Propulsée au sommet des charts grâce à son premier album, Jain revient avec Souldier, toujours seule aux commandes d’une pop métissée. Rencontre avec une jeune femme déterminée, qui choisit d’affronter les épreuves (sexisme, rupture amoureuse, doutes…) avec un sourire mutin.
On aurait tort de prendre Jain pour une jeune fille sage en col Claudine, téléguidée par une équipe marketing pour plaire à toutes les générations. Son succès (qui lui attire quelques jalousies), elle le doit à elle-même, et il suffit de la voir en concert pour le comprendre. Impossible de la rater depuis la sortie fin 2015 de son premier album, Zanaka: elle a enchaîné les tournées pour un total de plus de deux cents concerts en deux ans. Seule sur scène, elle impressionne par son aplomb, son organisation multitâche pour tout faire en solo et son charisme. Alors que beaucoup de chanteuses se seraient lassées d’interpréter en boucle le même répertoire pendant si longtemps, cette Toulousaine continue de s’amuser avec une joie contagieuse et de réinventer ses morceaux pour refuser la routine.
Cette autodidacte vient de sortir fin août un deuxième album pétillant, Souldier, qu’elle a imaginé et fabriqué sur la route. “Avec les technologies d’aujourd’hui, on peut vraiment enregistrer n’importe où, explique-t-elle. J’aimais bien cette façon d’écrire un peu nomade et je crois que ça se ressent sur l’album. Le trajet, le voyage, ça m’a toujours inspirée.”
Auto-consolation
Parmi les modèles qu’elle revendique, on remarque un grand nombre d’artistes féminines. Elle en dresse la liste non exhaustive: “Miriam Makeba évidemment, Oumou Sangaré, Nina Simone, Janis Joplin, Björk et en France, Emilie Simon”. Elle en vient naturellement à son rapport au féminisme: “Ça a fait partie très tôt de ma famille, sans forcément qu’on y mette un mot. J’ai grandi dans une famille de filles à fort caractère, donc c’est assez inné d’être féministe chez nous. Toute petite, j’ai pris l’habitude de me faire ma place: j’ai toujours été la seule fille qui jouait au foot avec les voisins, ou qui faisait de la batterie à l’âge de sept ans. Donc ça ne m’étonne pas aujourd’hui de travailler dans un milieu où il y a beaucoup d’hommes, même si j’adorerais qu’il y ait plus de femmes.”
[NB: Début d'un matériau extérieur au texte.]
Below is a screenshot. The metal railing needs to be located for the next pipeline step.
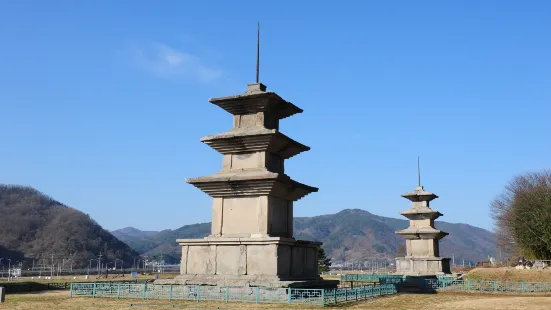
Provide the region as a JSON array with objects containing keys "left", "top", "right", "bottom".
[
  {"left": 69, "top": 282, "right": 398, "bottom": 306},
  {"left": 340, "top": 274, "right": 404, "bottom": 282},
  {"left": 324, "top": 284, "right": 397, "bottom": 304},
  {"left": 425, "top": 279, "right": 551, "bottom": 293}
]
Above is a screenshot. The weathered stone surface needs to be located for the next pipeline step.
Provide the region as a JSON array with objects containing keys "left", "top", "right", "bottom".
[
  {"left": 186, "top": 245, "right": 216, "bottom": 275},
  {"left": 156, "top": 276, "right": 338, "bottom": 289},
  {"left": 201, "top": 129, "right": 310, "bottom": 160},
  {"left": 187, "top": 171, "right": 318, "bottom": 201},
  {"left": 396, "top": 257, "right": 451, "bottom": 275},
  {"left": 216, "top": 245, "right": 247, "bottom": 275},
  {"left": 180, "top": 245, "right": 189, "bottom": 274},
  {"left": 209, "top": 83, "right": 303, "bottom": 121},
  {"left": 170, "top": 237, "right": 332, "bottom": 287}
]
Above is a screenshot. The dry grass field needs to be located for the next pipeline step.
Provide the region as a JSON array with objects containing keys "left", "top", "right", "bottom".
[
  {"left": 2, "top": 291, "right": 551, "bottom": 310},
  {"left": 463, "top": 267, "right": 551, "bottom": 282},
  {"left": 0, "top": 272, "right": 178, "bottom": 285}
]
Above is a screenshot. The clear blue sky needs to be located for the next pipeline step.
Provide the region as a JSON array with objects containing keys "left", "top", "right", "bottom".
[{"left": 1, "top": 1, "right": 550, "bottom": 232}]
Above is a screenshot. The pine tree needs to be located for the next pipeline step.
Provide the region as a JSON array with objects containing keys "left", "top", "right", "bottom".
[{"left": 318, "top": 248, "right": 331, "bottom": 274}]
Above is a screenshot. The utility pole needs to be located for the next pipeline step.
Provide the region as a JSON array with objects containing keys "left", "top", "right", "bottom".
[
  {"left": 50, "top": 254, "right": 54, "bottom": 278},
  {"left": 97, "top": 252, "right": 103, "bottom": 276}
]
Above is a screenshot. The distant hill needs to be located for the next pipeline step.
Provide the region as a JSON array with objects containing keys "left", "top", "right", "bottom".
[
  {"left": 113, "top": 209, "right": 496, "bottom": 264},
  {"left": 0, "top": 185, "right": 140, "bottom": 268},
  {"left": 112, "top": 223, "right": 210, "bottom": 263}
]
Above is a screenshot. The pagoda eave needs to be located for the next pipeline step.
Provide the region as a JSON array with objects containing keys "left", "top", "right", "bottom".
[
  {"left": 209, "top": 92, "right": 303, "bottom": 120},
  {"left": 186, "top": 171, "right": 317, "bottom": 201},
  {"left": 401, "top": 193, "right": 439, "bottom": 202},
  {"left": 399, "top": 209, "right": 443, "bottom": 220},
  {"left": 396, "top": 228, "right": 449, "bottom": 240},
  {"left": 401, "top": 186, "right": 438, "bottom": 202},
  {"left": 200, "top": 129, "right": 310, "bottom": 159}
]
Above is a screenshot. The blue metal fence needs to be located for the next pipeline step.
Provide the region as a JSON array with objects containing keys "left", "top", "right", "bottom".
[
  {"left": 425, "top": 279, "right": 551, "bottom": 293},
  {"left": 70, "top": 282, "right": 398, "bottom": 306},
  {"left": 324, "top": 284, "right": 397, "bottom": 304},
  {"left": 340, "top": 273, "right": 407, "bottom": 283}
]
“J’ai l’impression d’avoir dû travailler deux fois plus qu’un homme pour obtenir le même respect des gens ou des médias.”
Si elle parvient à captiver autant de gens, de tranches d’âge et de milieux différents, c’est peut-être grâce à l’ambiance positive et réconfortante de ses chansons. Sur Souldier, elle aborde en vrac une rupture amoureuse, le sentiment d’imposture, ou encore les luttes de pouvoir dans l’industrie de la musique, sans jamais se départir de son ton pétillant. “Quand je compose, je pars souvent de quelque chose qui me rend triste. C’est de l’auto-consolation, une sorte de thérapie. J’ai besoin d’en parler mais je ne peux pas pleurer sur mon sort. Je crois que j’ai toujours eu cette énergie depuis que j’ai commencé. Ça se reflète aussi dans ce que j’aime écouter: des sujets qui peuvent être tristes, mais sur des mélodies très chaleureuses. J’aime bien les contrastes et ça me plaît de mélanger à la fois les styles et les humeurs”.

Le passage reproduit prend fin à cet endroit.